AI prediction authority: I still underestimated the speed of AI. It's really possible to achieve "AI R & D automation" by the end of this year.
The rate at which artificial intelligence capabilities are leaping forward is catching even the most meticulous forecasters off guard.
Well - known AI forecasting researcher Ajeya Cotra recently publicly admitted that her prediction of AI progress in 2026, released just two months ago, was significantly too conservative. What triggered this self - correction was the performance of Anthropic's latest model, Claude Opus 4.6, in the METR benchmark test conducted by an authoritative evaluation institution. The "time span" of this model in software engineering has reached approximately 12 hours, far exceeding the level of about 24 hours that Cotra previously predicted for the end of 2026. This means that the actual progress of AI in the field of software engineering is nearly ten months ahead of her prediction.
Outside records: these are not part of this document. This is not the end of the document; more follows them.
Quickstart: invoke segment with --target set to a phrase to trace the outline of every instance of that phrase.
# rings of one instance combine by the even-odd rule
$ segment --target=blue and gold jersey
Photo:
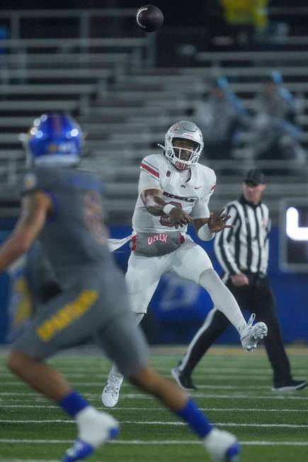
[[[66,167],[36,167],[25,175],[21,193],[42,191],[52,211],[39,236],[61,285],[78,272],[102,266],[112,257],[104,224],[103,184],[94,174]]]

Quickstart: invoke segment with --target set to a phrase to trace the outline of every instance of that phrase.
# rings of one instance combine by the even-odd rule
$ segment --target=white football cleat
[[[96,448],[113,439],[119,433],[119,424],[111,415],[99,412],[91,406],[76,416],[79,437],[66,451],[62,462],[75,462],[91,456]]]
[[[120,373],[115,374],[110,371],[101,394],[101,400],[105,407],[114,407],[117,404],[122,381],[123,376],[122,374]]]
[[[240,332],[241,345],[246,351],[254,350],[261,339],[263,339],[268,334],[268,327],[264,322],[253,322],[256,315],[253,313],[249,318],[247,325]]]
[[[232,434],[213,428],[203,441],[211,462],[240,462],[241,446]]]

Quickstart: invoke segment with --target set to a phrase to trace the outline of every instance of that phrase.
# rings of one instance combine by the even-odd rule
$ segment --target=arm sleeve
[[[212,194],[214,193],[214,190],[216,186],[216,175],[215,173],[212,173],[210,181],[210,188],[207,188],[205,191],[205,195],[203,198],[195,204],[195,206],[193,209],[192,217],[194,219],[196,218],[207,218],[210,216],[210,210],[208,207],[210,198]]]
[[[140,176],[138,183],[138,194],[146,189],[161,189],[159,184],[159,172],[149,167],[144,161],[140,164]]]
[[[227,207],[227,215],[231,215],[228,224],[233,225],[234,227],[224,228],[216,234],[214,249],[217,259],[223,270],[234,276],[239,273],[240,269],[235,261],[234,252],[232,252],[230,242],[236,229],[239,226],[239,217],[236,208],[234,205]]]

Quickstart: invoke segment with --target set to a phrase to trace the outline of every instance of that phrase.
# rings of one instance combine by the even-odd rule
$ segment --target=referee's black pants
[[[256,313],[256,321],[263,321],[268,327],[264,340],[266,353],[273,371],[274,384],[291,378],[289,359],[283,344],[281,327],[275,310],[275,302],[267,276],[246,274],[249,285],[236,286],[229,279],[226,286],[234,295],[241,310]],[[213,309],[190,342],[182,360],[181,369],[190,375],[202,356],[222,334],[230,322],[219,310]]]

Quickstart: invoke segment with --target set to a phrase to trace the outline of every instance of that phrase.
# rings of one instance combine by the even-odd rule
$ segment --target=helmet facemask
[[[186,170],[190,165],[197,164],[203,147],[196,141],[186,137],[169,135],[165,142],[165,155],[179,170]]]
Even more impactful is that Cotra subsequently raised her probability judgment of "full automation of AI R & D". She maintained the probability of AI completely taking over research concepts and implementation without human intervention by the end of this year at 10%, and clearly stated, "This is the first time I can't find any solid trends to extrapolate from to claim that this won't happen soon." This statement has attracted wide attention in the AI forecasting circle.
Cotra used to be the person in charge of AI safety research funding at Coefficient Giving, one of the world's largest AI safety funding institutions, and currently works at METR, an institution focused on AI capability assessment.
01 Prediction Missed: The Judgment Two Months Ago Is Outdated
On January 14th this year, based on the historical trend that the time span nearly doubled less than twice a year from 2019 to 2025, Cotra predicted that the time span with a 50% success rate for the most advanced model by the end of 2026 would be about 24 hours, and the 80th - percentile prediction was 40 hours.
However, only about two months after she released her prediction, Opus 4.6 was evaluated to have a time span of about 12 hours. In the METR test set, among the 19 software engineering tasks estimated to take humans more than 8 hours, Opus 4.6 was able to complete at least part of 14 of them and stably solve 4 of them. Cotra admitted that it "is no longer credible" that AI agents still fail half of the time on 24 - hour tasks considering there are still a full ten months of progress ahead.
It's worth noting that Cotra also pointed out that the uncertainty of the current time - span estimation has significantly increased. The 95% confidence interval of Opus 4.6 is from 5.3 hours to 66 hours, partly because the number of long - term tasks is scarce, the time taken by humans to complete them is mostly estimated, and the benchmark test itself is approaching saturation.
02 Capability Boundaries: The Traditional Evaluation Framework Is Failing
As AI agent capabilities approach and even exceed the task magnitude of dozens of hours, Cotra believes that the applicability of the concept of "time span" itself is being challenged.
She pointed out that the decomposability of tasks increases significantly with the increase in scale. A one - hour debugging task can hardly be split and parallelized. A one - day development task can barely be divided into tasks, but the boundaries are blurred. And a project lasting a month or even several months is naturally suitable for being disassembled into multiple parallel subtasks. Once an AI agent can stably complete tasks on the order of 80 hours, theoretically, it can continuously promote projects of any scale through the method of an "AI management layer" assigning tasks and an "AI execution layer" advancing in parallel.
Cotra's colleague Tom therefore proposed using the calendar time required for a large - scale team to complete a task, rather than single - person man - hours, as a better indicator to measure "intrinsic difficulty". Cotra believes that as AI enters this new magnitude, the "single - person time" indicator may start to show super - exponential growth, making it extremely difficult to estimate the upper limit of software engineering capabilities by the end of the year.
She also admitted that this large - scale task decomposition will not work perfectly in practice. The intuitive understanding of the overall background by project participants is difficult to be completely replaced by Jira tickets or Asana tasks. But she believes that for a fairly large class of software projects, this model "may be unexpectedly effective".
03 Key Node: AI R & D Automation May Become a Reality This Year
Among all the predictions, the most attention - grabbing is Cotra's probability judgment of "full automation of AI R & D".
She defined this probability as: the AI system completely undertakes the research concept and implementation work without human participation. In her prediction in January, she gave a probability of 10%, and after the release, she received feedback from several peers in the AI forecasting field, who thought this number was too high. But after the performance of Opus 4.6 came out, she said that 10% "again feels within a reasonable range".
Cotra also remains cautious. She pointed out that fully automated AI R & D not only requires software engineering capabilities, but also needs to make breakthroughs in areas such as "research judgment" and "creativity", which are precisely the areas where current AI systems are still significantly lacking compared to human researchers. She believes that the possibility of achieving this goal within the next three to five years is much higher than within this year.
But her wording has undergone a fundamental change: "This is the first time I can't find any solid trends to extrapolate from to claim that it won't happen soon."
This article is from the WeChat official account "Hard AI", author: Focused on technology R & D. Republished by 36Kr with permission.